Entertainment
Yes, A Student Reporter Really Helped Uncover The 'Bad Education' Scandal
The town of Roslyn prided itself on being the best school district in Long Island. Under the charming leadership of superintendent Frank Tassone, the quality of Roslyn's public education was nationally renowned. So it came as quite a shock in 2004 when Tassone, as well as other members of his inner circle, were indicted in an $11.2 million dollar larceny scandal. HBO's Bad Education, written by Roslyn alum Mike Makowsky, tells the story from the perspective of student reporter Rachel Bhargava (Geraldine Viswanathan). But Is Bad Education's Bhargava based on a real person? Her real-life counterpart broke the real story behind Pamela Gluckin's (Allison Janney) firing, which tipped people off to Tassone's involvement in the scandal.
Bhargava is a stand-in for Rebekah Rombom, a Roslyn High School student with close ties to the scandal. In the early 2000s, Bhargava was one of the two editors-in-chief of the school's newspaper, The Hilltop Beacon. According to a 2004 New York Times story on Rombom, her co-editor, Sam Floam, first learned of an anonymous woman who had stolen money from the school district. But it was Bhargava who decided to investigate.
“Later that day I, too, received the same information from another source,” Rombom wrote in the Times. “Dr. Frank Tassone...had meetings with the leaders of several civic associations and school committees. During these meetings, he informed these individuals that an anonymous letter had surfaced containing information and allegations regarding the theft, as well as other information."
Though Rombom first thought that it all "seemed sketchy," her advisor pushed her to continue exploring the story. So Rombom decided to check out a public meeting of the Board of Education. According to Refinery29, the embezzlement claims were addressed at the meeting, which led Rombom to follow up and interview the assistant superintendent for human resources and Tassone (Hugh Jackman).

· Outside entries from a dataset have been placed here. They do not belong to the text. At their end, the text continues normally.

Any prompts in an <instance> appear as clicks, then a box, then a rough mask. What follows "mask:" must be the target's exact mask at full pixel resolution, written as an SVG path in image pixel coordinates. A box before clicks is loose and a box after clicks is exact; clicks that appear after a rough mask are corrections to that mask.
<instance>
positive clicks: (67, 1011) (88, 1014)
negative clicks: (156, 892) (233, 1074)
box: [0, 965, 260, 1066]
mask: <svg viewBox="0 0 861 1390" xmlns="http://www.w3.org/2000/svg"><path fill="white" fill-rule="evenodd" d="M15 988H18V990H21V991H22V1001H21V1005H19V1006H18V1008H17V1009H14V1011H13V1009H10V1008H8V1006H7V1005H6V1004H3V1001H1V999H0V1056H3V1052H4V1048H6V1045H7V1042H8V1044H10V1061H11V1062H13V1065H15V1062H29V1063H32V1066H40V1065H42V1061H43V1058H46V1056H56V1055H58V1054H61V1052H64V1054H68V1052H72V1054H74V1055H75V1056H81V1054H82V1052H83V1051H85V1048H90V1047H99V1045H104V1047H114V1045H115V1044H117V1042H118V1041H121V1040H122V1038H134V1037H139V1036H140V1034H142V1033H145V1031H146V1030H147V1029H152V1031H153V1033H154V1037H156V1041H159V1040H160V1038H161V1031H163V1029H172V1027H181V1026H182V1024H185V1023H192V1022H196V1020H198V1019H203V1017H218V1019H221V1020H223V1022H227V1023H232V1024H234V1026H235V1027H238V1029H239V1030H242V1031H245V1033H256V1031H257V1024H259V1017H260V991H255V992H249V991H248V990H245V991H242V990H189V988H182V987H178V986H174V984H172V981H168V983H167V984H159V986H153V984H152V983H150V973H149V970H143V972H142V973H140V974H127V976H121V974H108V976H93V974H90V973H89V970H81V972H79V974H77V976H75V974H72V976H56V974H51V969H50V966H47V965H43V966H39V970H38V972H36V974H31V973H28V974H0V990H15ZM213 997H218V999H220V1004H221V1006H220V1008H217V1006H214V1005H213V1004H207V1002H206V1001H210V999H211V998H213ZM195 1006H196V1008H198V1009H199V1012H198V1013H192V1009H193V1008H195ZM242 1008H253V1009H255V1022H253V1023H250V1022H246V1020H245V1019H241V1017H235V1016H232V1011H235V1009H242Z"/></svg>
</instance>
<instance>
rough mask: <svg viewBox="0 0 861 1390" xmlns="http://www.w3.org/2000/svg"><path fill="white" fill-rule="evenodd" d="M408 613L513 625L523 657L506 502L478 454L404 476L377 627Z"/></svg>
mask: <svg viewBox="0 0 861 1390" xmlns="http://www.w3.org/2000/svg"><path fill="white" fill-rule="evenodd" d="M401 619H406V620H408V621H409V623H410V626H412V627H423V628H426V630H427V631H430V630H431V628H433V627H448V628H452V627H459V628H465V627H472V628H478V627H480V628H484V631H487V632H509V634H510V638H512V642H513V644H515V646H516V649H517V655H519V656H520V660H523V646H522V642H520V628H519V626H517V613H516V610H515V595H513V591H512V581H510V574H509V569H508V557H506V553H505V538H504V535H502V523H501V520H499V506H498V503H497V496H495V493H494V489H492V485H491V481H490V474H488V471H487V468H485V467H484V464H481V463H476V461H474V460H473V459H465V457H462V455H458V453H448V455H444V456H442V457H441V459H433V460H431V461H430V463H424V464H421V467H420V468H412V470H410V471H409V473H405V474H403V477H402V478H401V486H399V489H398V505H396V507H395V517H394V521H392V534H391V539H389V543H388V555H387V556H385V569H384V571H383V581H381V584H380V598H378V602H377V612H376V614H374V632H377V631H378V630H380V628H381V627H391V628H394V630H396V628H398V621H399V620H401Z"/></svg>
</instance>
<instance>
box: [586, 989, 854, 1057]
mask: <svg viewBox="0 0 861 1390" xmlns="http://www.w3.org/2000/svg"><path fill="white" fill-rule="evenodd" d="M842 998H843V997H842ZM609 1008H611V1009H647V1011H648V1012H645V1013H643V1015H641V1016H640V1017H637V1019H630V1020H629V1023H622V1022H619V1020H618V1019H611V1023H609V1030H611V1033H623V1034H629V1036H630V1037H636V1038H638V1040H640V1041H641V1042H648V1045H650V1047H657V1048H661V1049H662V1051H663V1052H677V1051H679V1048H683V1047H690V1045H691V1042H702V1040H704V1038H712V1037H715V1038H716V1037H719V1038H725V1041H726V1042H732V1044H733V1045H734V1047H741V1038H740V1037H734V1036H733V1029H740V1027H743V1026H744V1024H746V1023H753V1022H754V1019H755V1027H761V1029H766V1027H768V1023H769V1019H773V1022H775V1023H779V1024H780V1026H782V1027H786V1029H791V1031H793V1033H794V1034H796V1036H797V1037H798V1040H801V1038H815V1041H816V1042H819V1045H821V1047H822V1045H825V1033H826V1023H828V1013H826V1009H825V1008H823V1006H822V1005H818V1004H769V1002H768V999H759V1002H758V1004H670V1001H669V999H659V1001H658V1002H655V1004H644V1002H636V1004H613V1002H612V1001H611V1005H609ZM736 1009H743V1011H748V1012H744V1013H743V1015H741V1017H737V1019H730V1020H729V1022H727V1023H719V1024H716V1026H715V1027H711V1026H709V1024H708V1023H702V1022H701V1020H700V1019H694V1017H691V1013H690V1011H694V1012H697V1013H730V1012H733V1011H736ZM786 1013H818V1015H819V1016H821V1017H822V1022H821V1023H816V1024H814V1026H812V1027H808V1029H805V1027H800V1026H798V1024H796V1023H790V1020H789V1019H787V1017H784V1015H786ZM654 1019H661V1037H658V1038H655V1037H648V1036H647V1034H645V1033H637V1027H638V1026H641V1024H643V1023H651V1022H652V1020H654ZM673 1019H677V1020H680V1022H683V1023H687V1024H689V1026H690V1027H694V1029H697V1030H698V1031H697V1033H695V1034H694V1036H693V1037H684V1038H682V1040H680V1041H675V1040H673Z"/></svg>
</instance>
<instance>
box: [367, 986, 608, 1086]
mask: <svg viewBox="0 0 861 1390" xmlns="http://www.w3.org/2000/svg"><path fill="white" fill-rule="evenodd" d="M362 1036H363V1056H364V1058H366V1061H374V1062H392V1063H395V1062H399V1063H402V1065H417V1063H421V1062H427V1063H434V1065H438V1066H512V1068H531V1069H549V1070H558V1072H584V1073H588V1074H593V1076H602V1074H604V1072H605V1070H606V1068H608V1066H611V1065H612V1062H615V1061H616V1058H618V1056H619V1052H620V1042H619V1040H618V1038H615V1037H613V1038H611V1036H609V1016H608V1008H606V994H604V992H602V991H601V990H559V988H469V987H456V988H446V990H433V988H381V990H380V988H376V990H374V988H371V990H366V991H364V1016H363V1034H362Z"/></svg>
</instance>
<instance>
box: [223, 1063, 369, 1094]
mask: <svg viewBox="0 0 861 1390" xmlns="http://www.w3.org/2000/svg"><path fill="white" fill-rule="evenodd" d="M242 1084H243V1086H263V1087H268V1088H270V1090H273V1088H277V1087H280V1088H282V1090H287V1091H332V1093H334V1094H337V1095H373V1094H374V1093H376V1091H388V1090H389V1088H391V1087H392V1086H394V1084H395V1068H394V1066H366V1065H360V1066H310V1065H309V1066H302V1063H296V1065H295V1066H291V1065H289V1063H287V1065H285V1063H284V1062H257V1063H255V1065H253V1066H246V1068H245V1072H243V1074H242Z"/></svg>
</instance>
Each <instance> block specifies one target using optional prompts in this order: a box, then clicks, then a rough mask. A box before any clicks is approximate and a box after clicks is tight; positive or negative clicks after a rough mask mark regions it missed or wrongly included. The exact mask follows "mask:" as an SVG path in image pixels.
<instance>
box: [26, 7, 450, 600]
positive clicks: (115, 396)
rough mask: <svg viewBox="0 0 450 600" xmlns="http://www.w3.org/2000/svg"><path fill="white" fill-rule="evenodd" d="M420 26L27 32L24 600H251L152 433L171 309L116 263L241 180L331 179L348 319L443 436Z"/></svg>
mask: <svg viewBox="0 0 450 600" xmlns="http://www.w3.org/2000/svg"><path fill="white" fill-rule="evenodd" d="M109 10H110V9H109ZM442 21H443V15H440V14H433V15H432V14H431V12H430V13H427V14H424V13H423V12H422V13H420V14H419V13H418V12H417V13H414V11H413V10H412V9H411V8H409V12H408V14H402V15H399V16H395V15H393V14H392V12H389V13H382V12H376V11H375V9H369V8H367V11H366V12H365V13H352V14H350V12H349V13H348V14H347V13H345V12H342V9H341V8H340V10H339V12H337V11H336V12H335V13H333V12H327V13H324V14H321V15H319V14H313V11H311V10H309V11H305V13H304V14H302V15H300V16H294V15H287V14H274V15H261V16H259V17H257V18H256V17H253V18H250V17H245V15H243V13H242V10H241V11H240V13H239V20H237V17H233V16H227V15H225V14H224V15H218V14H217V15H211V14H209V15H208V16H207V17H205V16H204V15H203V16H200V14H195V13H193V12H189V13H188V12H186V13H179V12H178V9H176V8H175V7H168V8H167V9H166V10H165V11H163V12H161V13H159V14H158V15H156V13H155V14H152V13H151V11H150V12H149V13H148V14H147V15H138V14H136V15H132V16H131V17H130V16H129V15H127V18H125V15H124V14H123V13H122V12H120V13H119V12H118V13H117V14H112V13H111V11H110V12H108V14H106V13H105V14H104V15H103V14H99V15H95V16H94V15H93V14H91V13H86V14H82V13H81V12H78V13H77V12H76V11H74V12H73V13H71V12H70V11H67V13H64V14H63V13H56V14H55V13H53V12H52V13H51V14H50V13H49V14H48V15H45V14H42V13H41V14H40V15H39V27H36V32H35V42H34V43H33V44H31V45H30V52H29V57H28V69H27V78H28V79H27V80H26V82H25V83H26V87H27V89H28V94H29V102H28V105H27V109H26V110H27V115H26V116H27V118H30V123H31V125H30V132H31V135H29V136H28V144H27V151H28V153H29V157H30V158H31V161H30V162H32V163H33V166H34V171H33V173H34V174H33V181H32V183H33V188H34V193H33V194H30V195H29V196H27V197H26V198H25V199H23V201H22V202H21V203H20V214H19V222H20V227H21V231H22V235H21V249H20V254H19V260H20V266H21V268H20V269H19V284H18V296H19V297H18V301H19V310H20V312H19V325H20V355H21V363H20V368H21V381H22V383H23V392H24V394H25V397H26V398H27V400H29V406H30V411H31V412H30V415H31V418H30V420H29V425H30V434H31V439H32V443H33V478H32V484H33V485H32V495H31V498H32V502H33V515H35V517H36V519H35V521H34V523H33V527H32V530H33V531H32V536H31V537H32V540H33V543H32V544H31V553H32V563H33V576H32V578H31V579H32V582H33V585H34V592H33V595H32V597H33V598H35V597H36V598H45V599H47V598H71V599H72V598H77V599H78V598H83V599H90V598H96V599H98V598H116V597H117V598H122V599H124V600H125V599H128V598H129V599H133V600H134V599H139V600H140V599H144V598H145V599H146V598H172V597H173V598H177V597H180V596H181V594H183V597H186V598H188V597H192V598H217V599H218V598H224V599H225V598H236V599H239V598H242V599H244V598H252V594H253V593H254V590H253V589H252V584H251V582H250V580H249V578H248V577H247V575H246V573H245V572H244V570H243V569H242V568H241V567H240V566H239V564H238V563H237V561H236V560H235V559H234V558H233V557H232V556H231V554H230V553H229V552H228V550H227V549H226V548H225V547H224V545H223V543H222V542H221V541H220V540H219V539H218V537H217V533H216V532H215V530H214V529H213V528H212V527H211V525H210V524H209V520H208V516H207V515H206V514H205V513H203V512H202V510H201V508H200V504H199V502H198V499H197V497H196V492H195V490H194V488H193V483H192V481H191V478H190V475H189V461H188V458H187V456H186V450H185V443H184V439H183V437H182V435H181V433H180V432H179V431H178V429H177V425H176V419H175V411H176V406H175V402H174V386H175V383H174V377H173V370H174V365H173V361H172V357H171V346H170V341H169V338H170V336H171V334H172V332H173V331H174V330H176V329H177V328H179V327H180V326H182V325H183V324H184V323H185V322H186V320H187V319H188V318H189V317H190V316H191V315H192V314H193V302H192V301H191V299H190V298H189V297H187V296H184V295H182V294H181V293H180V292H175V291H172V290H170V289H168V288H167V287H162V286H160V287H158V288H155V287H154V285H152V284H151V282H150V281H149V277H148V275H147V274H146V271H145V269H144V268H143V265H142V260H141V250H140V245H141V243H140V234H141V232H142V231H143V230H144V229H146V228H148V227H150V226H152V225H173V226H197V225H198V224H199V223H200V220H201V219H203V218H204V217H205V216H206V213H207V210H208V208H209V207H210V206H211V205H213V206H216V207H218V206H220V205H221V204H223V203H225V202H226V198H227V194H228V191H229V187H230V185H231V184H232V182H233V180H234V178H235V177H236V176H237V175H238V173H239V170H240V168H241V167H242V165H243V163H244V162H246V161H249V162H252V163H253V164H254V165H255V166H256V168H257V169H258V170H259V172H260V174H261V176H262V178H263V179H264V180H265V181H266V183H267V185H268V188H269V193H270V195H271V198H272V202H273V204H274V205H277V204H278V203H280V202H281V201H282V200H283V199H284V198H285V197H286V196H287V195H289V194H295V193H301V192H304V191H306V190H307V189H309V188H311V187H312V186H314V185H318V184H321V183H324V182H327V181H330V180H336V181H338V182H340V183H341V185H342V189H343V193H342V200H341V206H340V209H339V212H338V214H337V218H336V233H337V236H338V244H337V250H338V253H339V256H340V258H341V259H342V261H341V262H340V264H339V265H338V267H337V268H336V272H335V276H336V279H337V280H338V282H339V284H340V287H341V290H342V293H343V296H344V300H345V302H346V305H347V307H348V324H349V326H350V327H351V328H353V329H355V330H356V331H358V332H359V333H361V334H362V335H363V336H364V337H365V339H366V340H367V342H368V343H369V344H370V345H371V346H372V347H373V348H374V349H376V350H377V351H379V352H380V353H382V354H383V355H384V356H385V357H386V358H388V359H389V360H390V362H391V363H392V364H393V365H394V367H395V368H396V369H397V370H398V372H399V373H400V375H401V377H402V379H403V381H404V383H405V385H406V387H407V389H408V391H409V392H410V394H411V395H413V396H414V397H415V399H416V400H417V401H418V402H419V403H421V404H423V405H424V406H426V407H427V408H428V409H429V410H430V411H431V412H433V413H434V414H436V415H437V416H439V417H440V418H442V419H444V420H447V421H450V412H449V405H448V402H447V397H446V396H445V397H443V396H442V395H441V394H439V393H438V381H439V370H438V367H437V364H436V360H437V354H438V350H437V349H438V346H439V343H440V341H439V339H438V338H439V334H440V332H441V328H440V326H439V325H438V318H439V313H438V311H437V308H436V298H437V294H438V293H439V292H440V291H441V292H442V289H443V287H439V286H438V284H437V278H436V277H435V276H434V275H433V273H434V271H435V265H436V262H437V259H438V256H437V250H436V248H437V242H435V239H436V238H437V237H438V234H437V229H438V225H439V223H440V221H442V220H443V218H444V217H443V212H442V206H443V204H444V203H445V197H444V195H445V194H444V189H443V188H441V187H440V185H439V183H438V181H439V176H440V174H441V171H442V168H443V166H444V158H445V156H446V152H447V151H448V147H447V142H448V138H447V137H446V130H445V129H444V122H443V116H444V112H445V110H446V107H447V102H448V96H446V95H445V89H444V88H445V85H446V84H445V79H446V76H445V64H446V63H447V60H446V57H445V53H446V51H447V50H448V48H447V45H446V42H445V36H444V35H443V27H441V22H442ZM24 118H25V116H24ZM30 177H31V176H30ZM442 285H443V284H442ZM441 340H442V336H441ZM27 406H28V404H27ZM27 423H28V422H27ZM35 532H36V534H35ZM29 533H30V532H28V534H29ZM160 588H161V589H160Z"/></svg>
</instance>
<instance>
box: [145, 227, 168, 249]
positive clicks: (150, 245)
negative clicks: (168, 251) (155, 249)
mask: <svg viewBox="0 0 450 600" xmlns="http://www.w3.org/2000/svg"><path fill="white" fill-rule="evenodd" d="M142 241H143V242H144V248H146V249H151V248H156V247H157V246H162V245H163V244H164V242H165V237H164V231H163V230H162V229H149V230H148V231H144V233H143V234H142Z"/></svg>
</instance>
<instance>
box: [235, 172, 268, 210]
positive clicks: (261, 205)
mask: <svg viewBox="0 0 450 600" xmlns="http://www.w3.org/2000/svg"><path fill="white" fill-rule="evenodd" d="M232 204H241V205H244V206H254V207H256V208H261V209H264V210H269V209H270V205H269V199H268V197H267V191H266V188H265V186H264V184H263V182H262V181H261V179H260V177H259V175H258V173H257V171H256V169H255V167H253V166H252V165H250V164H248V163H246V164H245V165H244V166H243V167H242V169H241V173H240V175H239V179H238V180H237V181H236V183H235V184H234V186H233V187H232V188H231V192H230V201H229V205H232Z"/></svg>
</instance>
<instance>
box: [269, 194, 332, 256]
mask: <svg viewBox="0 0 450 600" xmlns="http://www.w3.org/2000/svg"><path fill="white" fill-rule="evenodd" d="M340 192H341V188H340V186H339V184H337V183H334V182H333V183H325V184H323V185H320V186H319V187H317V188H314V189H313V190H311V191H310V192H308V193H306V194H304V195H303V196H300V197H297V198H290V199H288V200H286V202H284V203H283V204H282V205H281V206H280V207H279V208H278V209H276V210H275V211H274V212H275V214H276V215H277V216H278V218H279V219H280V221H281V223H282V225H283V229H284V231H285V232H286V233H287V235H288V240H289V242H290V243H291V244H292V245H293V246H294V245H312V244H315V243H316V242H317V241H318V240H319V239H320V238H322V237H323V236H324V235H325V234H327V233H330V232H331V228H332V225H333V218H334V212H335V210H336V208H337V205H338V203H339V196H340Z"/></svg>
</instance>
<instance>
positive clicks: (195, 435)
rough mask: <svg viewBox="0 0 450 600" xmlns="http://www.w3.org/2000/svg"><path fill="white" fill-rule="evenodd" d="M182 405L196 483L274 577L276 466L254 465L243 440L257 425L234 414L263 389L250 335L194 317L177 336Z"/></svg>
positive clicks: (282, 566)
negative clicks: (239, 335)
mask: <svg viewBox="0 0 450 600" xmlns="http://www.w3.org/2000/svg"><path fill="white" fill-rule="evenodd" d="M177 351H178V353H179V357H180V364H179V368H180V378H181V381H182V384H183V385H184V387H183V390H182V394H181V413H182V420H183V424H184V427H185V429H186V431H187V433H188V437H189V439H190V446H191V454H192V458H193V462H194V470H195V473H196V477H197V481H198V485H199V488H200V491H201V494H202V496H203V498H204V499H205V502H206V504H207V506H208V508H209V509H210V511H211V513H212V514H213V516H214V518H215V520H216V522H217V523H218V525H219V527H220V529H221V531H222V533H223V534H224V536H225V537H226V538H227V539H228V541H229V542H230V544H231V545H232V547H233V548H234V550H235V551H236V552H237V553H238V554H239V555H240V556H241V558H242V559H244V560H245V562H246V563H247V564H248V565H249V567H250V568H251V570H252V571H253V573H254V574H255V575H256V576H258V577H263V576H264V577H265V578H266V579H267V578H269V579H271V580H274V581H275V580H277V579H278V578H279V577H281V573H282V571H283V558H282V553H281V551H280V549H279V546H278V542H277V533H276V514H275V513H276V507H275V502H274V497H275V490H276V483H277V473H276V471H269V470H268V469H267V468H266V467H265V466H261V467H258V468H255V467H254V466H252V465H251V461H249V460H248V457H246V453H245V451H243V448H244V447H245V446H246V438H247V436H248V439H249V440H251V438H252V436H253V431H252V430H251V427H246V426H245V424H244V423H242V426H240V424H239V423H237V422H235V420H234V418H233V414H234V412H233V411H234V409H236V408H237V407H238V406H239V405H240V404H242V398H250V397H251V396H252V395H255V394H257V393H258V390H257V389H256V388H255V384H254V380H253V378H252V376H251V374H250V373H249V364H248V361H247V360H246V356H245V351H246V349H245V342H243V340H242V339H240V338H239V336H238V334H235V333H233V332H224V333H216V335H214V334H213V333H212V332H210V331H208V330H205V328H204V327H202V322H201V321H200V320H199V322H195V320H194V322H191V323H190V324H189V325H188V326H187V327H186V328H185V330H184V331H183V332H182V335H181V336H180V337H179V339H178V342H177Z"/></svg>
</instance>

After discovering that the woman was none other than Gluckin, the former assistant superintendent of the Roslyn High School district and close friend of Tassone's, Rombom was ready to go to press. “[But] I was informed that I would not be able to use the name of the woman accused of embezzling the money," Rombom wrote in the Times. "This struck me a bit odd, since I, along with a handful of other community members already knew that she had been identified as Pamela C. Gluckin.”
Though Gluckin's name wasn't published in the paper, the story still made a major splash. According to New York Magazine, after it went to press, Newsday and other major newspapers began looking into Rombom's revelations. From there they uncovered what would become known as "the biggest school fraud case in the country."